6. LightSwitch is another go at an intractable problem: how to get non-professional developers to write properly designed relational database applications. I think Microsoft has done a great job here. Partly there are the data types as mentioned above. Beyond that though, there is a relationship builder that is genuinely easy to use, but which still handles tricky things like many-to-many relationships and cascading deletes. I like the plain English explanations in the too, like “When a Patient is deleted, remove all related Appointment instances” when you select Cascade delete.

image

Now, does this mean that a capable professional in a non-IT field – such as a dentist, shopkeeper, small business owner, departmental worker – can now pick up LightSwitch and and write a well-designed application to handle their customers, or inventory, or appointments? That is an open question. Real-world databases soon get complex and it is easy to mess up. Still, I reckon LightSwitch is the best effort I’ve seen – more disciplined than FileMaker, for example, (though I admit I’ve not looked at FileMaker for a while), and well ahead of Access.

This does raise the question of who is really the target developer for LightSwitch? It is being presented as a low-end tool, but in reality it is a different approach to application building that could be used at almost any level. Some features of LightSwitch will only make sense to IT specialists – in fact, as soon as you step into the code editor, it is a daunting tool.

7. LightSwitch is a database application builder that does not use SQL. The query designer is entirely visual, and behind the scenes Linq (Language Integrated Query) is everywhere. Like the absence of a visual designer, this is a somewhat risky move; SQL is familiar to everyone. Linq has advantages, but it is not so easy to use that a beginner can express a complex query in moments. When using the Query designer I would personally like a “View and edit SQL” or even a “View and edit Linq” option.

8. LightSwitch will be released as the cheapest member of the paid-for Visual Studio range. In other words, it will not be free (like Express), but will be cheaper than Visual Studio Professional.

9. LightSwitch applications are cloud-ready. In the final release (but not the beta) you will be able to publish to Windows Azure. Even in the beta, LightSwitch apps always use WCF RIA Services, which means they are web-oriented applications. Data sources supported in the beta are SQL Server, SharePoint and generic WCF RIA Services. Apparently in the final release Access will be added.
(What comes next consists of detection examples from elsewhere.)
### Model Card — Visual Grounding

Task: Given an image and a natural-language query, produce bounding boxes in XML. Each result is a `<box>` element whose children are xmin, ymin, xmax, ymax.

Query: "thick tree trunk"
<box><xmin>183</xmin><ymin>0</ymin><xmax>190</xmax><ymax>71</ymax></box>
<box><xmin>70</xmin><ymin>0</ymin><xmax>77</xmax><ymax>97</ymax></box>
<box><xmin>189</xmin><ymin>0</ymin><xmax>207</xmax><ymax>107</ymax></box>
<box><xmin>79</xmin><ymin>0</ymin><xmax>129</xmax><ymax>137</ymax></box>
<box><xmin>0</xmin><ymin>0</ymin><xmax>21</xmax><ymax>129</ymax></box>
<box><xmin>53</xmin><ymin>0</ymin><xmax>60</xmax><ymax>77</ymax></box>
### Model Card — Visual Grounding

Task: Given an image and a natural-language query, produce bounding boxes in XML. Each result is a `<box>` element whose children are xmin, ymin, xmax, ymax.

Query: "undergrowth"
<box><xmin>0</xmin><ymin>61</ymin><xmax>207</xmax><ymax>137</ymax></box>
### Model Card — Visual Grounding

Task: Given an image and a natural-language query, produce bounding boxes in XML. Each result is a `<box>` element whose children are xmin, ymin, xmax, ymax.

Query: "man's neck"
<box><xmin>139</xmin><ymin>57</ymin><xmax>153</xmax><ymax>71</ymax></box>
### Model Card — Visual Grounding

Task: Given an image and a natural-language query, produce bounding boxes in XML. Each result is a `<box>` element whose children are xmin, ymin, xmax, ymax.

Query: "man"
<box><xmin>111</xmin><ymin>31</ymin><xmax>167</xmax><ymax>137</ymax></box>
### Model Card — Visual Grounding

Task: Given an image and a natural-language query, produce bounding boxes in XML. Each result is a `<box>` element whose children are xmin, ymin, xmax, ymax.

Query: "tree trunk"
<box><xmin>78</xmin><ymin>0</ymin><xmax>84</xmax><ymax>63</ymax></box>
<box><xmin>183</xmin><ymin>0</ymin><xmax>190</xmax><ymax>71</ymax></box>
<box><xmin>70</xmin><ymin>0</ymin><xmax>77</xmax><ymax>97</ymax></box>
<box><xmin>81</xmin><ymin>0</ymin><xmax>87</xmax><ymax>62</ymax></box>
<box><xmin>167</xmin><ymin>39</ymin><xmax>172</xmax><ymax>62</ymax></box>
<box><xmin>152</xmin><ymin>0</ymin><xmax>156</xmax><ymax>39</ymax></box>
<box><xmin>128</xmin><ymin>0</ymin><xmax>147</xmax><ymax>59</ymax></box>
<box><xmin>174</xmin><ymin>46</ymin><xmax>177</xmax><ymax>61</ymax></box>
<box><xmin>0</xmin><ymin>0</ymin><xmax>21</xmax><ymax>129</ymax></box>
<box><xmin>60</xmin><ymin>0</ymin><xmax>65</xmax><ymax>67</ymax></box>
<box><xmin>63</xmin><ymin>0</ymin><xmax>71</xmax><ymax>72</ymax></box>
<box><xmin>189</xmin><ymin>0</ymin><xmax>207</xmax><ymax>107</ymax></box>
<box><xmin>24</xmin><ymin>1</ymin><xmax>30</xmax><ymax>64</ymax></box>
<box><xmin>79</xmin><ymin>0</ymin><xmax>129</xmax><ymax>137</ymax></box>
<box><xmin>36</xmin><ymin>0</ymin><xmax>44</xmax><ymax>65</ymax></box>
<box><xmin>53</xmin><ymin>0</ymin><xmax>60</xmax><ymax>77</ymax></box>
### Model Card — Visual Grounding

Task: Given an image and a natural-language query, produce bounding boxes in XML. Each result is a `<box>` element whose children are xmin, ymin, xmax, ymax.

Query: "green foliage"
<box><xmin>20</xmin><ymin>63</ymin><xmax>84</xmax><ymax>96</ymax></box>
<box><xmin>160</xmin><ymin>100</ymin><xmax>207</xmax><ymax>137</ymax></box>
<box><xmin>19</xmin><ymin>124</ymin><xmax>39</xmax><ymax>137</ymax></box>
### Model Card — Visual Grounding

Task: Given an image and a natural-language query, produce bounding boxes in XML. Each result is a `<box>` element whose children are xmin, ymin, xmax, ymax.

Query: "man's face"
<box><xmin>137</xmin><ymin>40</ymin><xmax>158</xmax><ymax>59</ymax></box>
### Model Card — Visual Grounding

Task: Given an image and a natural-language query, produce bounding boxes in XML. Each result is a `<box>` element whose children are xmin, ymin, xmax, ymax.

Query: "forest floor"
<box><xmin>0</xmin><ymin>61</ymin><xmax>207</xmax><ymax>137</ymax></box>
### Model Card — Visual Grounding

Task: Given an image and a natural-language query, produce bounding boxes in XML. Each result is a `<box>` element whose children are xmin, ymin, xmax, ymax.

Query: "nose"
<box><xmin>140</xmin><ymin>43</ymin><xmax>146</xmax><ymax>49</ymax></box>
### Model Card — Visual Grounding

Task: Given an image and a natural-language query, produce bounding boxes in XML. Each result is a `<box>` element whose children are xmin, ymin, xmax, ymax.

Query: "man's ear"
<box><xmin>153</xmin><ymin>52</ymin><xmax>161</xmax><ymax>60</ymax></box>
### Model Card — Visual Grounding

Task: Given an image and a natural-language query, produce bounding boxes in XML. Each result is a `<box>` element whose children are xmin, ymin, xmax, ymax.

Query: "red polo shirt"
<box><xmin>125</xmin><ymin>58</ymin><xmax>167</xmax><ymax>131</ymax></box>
10. Speculation – LightSwitch will one day target Windows Phone 7. I don’t know this for sure yet. But why else would Microsoft make this a Silverlight tool? This makes so much sense: an application builder using the web services model for authentication and data access, firmly aimed at business users. The first release of Windows Phone 7 targets consumers, but if Microsoft has any sense, it will have LightSwitch for Windows Phone Professional (or whatever) lined up for the release of the business-oriented Windows Phone.